The counting, accomplished  with two sonars, several computers and five employees working 24 hours a day, was the first comprehensive monitoring project ever attempted on the Smith River.

 

The California Department of Fish and Game funded a two-year pilot study to implement a sonar fish counting project for just under $435,000.

Zack Larson, the sub-contractor for the project, lamented the loss of the data that won’t be collected this year to the Del Norte County Board of Supervisors on Tuesday.

After speaking with DFG officials, Larson said his understanding was that the program would be extended for a third year. But because Del Norte County staff couldn’t cover for a cut in overhead expenses in DFG funding, the sonar missed out on this year’s highly-competitive Fisheries Restoration Grant Program funding.

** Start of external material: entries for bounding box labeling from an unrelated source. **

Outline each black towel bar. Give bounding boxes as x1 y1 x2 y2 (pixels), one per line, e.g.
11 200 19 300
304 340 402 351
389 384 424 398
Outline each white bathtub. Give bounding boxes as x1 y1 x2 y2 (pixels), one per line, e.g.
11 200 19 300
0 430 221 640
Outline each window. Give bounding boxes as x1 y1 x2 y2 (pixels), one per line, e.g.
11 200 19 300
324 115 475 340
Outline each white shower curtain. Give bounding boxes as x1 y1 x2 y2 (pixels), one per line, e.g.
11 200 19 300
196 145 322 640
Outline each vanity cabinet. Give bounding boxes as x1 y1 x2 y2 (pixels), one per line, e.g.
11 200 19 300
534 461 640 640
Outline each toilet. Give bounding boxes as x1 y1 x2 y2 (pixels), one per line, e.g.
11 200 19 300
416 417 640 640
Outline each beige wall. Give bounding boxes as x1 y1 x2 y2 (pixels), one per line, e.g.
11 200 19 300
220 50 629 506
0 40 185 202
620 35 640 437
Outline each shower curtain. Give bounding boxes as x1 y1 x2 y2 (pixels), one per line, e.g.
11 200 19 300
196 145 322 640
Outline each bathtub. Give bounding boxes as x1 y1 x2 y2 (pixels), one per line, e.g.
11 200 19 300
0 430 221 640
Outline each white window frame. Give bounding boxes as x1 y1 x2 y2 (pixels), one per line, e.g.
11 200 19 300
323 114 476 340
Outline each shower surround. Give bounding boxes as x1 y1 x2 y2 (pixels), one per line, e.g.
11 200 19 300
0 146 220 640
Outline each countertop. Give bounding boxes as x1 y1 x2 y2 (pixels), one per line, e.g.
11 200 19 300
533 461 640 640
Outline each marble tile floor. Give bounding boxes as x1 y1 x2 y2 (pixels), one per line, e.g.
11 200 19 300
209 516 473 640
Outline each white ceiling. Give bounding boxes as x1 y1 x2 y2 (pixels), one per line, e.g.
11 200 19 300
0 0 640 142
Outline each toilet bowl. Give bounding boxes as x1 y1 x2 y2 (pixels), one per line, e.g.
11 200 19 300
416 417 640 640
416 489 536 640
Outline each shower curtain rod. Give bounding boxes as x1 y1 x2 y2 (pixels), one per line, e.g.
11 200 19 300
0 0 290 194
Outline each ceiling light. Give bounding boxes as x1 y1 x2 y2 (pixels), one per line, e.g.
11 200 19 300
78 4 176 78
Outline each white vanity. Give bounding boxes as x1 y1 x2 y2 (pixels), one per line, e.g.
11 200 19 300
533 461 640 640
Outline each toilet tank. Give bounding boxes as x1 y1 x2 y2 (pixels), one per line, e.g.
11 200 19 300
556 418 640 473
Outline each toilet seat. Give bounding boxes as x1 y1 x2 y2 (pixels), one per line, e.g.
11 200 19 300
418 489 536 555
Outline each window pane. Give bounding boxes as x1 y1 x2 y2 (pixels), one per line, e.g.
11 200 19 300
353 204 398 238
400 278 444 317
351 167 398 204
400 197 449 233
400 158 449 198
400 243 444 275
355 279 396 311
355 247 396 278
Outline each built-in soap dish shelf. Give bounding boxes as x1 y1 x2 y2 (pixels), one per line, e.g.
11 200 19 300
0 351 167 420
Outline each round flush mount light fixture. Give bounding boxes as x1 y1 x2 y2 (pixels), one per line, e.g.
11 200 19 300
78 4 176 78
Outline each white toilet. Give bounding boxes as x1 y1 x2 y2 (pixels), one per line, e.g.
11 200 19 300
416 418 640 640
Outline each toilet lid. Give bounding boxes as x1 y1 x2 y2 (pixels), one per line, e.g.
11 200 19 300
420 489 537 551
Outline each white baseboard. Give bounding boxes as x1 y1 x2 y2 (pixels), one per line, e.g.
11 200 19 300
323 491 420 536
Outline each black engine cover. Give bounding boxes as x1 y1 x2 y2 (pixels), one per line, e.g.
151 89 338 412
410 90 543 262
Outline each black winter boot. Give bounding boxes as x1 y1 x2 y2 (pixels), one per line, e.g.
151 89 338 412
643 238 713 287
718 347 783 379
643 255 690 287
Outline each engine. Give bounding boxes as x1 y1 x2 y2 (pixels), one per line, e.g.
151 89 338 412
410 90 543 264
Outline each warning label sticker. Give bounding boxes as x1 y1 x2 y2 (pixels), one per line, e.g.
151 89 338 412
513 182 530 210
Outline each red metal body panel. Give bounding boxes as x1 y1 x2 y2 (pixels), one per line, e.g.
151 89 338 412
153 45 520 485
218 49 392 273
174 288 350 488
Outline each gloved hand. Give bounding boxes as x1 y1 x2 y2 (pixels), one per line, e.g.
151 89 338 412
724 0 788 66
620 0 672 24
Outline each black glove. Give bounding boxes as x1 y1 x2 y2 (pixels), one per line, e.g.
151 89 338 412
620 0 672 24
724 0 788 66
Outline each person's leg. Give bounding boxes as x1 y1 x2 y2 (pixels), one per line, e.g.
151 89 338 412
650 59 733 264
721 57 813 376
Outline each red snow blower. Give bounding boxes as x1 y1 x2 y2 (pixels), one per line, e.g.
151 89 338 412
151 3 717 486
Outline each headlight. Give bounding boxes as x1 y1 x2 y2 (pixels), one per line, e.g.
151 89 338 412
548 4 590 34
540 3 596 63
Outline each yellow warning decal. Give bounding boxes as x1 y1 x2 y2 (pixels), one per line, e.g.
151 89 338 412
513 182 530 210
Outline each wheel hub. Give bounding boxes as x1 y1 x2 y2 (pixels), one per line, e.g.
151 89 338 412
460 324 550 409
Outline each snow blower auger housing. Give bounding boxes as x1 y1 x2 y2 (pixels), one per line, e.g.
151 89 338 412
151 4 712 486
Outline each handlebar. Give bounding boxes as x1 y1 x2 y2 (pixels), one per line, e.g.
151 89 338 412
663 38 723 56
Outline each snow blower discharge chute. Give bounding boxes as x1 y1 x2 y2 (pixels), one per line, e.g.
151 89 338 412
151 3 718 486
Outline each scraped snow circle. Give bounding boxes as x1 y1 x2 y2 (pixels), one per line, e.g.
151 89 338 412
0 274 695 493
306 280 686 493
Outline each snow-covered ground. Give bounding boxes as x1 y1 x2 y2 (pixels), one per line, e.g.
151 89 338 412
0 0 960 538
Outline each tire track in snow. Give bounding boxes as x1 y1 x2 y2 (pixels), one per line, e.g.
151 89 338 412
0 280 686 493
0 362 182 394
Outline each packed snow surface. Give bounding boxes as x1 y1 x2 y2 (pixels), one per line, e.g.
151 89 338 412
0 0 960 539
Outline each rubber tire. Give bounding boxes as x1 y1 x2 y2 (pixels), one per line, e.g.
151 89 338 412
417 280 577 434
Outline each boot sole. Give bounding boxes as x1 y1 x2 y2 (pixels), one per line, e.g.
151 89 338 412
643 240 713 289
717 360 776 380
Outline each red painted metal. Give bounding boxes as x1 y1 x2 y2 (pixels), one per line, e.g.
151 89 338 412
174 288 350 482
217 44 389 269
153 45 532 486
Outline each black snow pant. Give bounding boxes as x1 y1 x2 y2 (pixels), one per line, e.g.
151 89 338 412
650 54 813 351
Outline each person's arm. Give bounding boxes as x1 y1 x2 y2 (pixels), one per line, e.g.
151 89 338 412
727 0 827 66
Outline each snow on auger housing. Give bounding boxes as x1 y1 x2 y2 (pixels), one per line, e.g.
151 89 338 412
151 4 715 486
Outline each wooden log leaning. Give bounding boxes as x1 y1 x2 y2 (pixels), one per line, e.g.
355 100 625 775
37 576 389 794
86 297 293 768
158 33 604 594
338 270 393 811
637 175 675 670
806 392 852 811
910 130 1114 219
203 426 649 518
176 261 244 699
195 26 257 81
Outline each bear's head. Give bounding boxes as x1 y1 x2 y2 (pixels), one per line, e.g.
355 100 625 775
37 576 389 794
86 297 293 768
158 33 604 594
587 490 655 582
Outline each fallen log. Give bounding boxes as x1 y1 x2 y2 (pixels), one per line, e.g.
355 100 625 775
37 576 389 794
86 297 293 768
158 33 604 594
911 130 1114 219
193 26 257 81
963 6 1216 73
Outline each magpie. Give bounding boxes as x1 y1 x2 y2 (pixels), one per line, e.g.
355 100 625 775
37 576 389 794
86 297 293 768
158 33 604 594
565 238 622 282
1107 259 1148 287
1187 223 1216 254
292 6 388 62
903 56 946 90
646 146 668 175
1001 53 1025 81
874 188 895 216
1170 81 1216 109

DFG gave the county roughly $25,000 to administer the project for the first two years, covering expenses to pay for grant administration, payroll, billing and reporting back to fish and game, said County Administrative Officer Jay Sarina.

For the third year extension, DFG offered only $1,500 for administrative costs, which “doesn’t come close to meeting the expenses,” Sarina said.

Through conversations with DFG officials, Sarina said, “they indicated that it was a new policy that was implemented and they would not be paying any admin costs when they said it was essentially pass-through money.”

DFG officials could not be reached for comment regarding the internal policy or the project.

The data could be even more important this year considering the banner season for ocean salmon fishing off the California coast, Larson said.

“It’s a shame to lose that information, and we also lose about four or five jobs because of it,” Larson said at the meeting.

Although Larson said he’s been speaking with other organizations to fund sonar counting for steelhead trout, which spawn later in the season, now is the time to start counting chinook salmon.

“It’s important to catch that first rain,” Larson told the board, emphasizing the importance of an Oct. 1 start date. “Last year we had 6,000 fish in the first two weeks; you never know what you miss when that river comes up.”

Smith River Alliance is one of the groups considering kicking in funds to get the sonars in the water at least for the steelhead trout season.

“In order to protect and manage a fishery — you need to know how many fish you have. It’s that simple,” said SRA executive director Grant Werschkull.

The sonar fish counter was used to track 32,320 adult fish migrating upstream last year.